A dual basis for the equivariant quantum $K$-theory of cominuscule varieties

TL;DR

This paper introduces a dual basis in equivariant quantum K-theory for cominuscule varieties, providing explicit combinatorial formulas and applications to Schubert structure constants.

Contribution

It defines a quantized ideal sheaf basis dual to the Schubert basis in equivariant quantum K-theory of cominuscule flag varieties, with explicit formulas and applications.

Findings

Explicit combinatorial formulas for quantized ideal sheaves.

Duality between quantized ideal sheaves and Schubert basis.

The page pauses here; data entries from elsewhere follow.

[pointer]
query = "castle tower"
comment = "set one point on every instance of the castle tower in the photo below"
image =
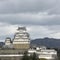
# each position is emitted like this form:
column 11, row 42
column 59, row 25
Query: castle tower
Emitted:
column 8, row 41
column 21, row 39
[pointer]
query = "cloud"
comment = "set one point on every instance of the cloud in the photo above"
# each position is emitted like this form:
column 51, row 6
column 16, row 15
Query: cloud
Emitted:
column 41, row 17
column 18, row 6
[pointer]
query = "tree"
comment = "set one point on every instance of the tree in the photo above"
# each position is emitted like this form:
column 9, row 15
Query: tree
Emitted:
column 31, row 57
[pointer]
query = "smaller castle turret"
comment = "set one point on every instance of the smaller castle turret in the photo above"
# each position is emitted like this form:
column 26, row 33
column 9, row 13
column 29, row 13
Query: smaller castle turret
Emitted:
column 8, row 41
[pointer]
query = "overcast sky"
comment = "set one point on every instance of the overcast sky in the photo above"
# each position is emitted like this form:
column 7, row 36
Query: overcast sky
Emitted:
column 41, row 17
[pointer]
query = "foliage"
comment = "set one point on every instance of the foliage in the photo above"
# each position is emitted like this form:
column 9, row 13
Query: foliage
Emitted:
column 31, row 57
column 43, row 59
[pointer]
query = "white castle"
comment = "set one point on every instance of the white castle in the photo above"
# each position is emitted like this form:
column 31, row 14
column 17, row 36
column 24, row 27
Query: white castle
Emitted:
column 21, row 39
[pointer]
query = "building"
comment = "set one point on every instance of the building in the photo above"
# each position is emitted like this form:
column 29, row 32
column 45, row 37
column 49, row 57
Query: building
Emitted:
column 21, row 39
column 8, row 41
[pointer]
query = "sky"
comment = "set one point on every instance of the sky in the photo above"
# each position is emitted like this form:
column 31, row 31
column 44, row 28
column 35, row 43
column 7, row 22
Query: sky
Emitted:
column 41, row 18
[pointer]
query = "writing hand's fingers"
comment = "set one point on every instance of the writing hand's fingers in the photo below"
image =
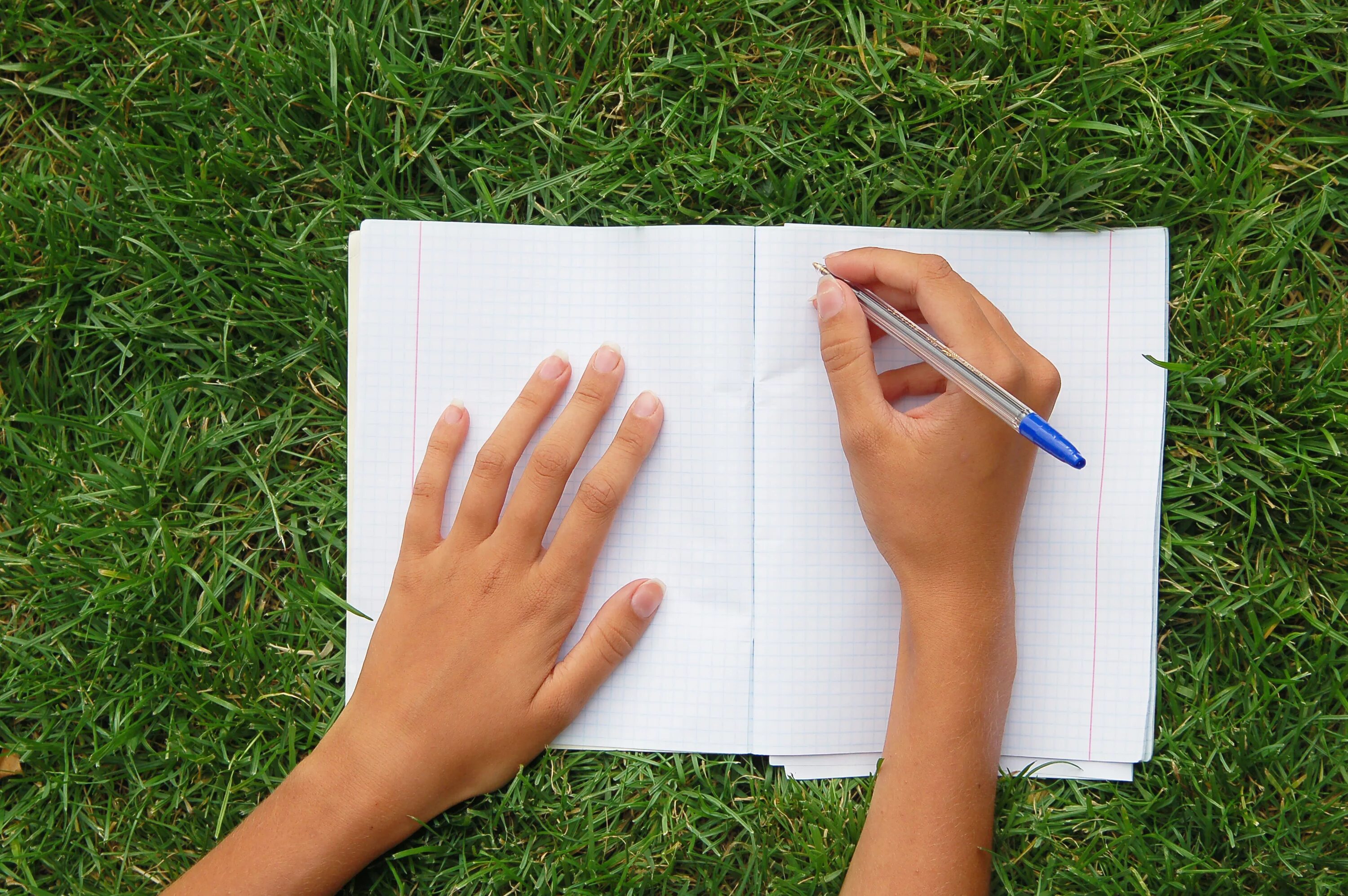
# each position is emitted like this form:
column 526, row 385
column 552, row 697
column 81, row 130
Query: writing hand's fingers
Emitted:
column 490, row 480
column 554, row 459
column 846, row 348
column 949, row 304
column 426, row 510
column 607, row 642
column 914, row 379
column 580, row 538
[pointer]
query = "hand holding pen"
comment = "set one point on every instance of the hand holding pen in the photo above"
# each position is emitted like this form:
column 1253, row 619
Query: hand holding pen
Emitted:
column 943, row 483
column 941, row 491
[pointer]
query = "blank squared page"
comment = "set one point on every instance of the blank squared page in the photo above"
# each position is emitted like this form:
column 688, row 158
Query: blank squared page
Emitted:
column 827, row 611
column 468, row 310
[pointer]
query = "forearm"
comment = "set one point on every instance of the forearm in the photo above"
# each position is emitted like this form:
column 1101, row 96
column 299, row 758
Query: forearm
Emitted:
column 929, row 828
column 310, row 836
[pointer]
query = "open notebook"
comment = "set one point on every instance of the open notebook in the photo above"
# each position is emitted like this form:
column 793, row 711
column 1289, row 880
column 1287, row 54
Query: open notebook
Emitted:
column 780, row 630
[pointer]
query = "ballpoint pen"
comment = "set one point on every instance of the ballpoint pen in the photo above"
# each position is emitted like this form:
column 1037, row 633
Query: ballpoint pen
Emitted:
column 1015, row 413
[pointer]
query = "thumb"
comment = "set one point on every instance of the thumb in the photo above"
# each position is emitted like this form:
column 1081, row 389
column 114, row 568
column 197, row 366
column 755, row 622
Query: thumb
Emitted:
column 846, row 347
column 607, row 642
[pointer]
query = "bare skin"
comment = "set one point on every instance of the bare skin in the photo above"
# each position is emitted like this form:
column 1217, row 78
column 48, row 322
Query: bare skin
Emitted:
column 461, row 684
column 941, row 491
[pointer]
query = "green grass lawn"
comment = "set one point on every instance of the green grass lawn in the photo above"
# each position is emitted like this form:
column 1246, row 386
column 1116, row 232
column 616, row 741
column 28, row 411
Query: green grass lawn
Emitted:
column 177, row 180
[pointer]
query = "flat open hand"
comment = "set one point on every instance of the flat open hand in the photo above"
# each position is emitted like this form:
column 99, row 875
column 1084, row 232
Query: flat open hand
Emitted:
column 461, row 685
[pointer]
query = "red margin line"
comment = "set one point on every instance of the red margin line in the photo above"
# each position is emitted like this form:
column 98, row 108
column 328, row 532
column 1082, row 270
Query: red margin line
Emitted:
column 1104, row 445
column 417, row 349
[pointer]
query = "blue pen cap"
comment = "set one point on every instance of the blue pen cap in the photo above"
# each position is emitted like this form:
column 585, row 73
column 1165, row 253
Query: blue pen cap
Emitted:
column 1036, row 429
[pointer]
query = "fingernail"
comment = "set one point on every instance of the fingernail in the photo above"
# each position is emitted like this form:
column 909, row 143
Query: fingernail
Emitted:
column 646, row 405
column 828, row 300
column 553, row 366
column 647, row 597
column 606, row 360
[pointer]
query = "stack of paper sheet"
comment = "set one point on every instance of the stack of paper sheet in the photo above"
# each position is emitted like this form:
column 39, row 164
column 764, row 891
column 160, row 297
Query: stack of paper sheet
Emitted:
column 780, row 631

Application to compute Schubert structure constants.

Abstract

The equivariant quantum $K$-theory ring of a flag variety is a Frobenius algebra equipped with a perfect pairing called the quantum $K$-metric. It is known that in the classical $K$-theory ring for a given flag variety the ideal sheaf basis is dual to the Schubert basis with regard to the sheaf Euler characteristic. We define a quantization of the ideal sheaf basis for the equivariant quantum $K$-theory of cominuscule flag varieties. These quantized ideal sheaves are then dual to the Schubert basis with regard to the quantum $K$-metric. We prove explicit type-uniform combinatorial formulae for the quantized ideal sheaves in terms of the Schubert basis for any cominuscule flag variety. We also provide an application ultilizing the quantized ideal sheaves to calculate the Schubert structure constants associated to multiplication by the top exterior power of the tautological quotient bundle in $QK_T(Gr(k,n))$.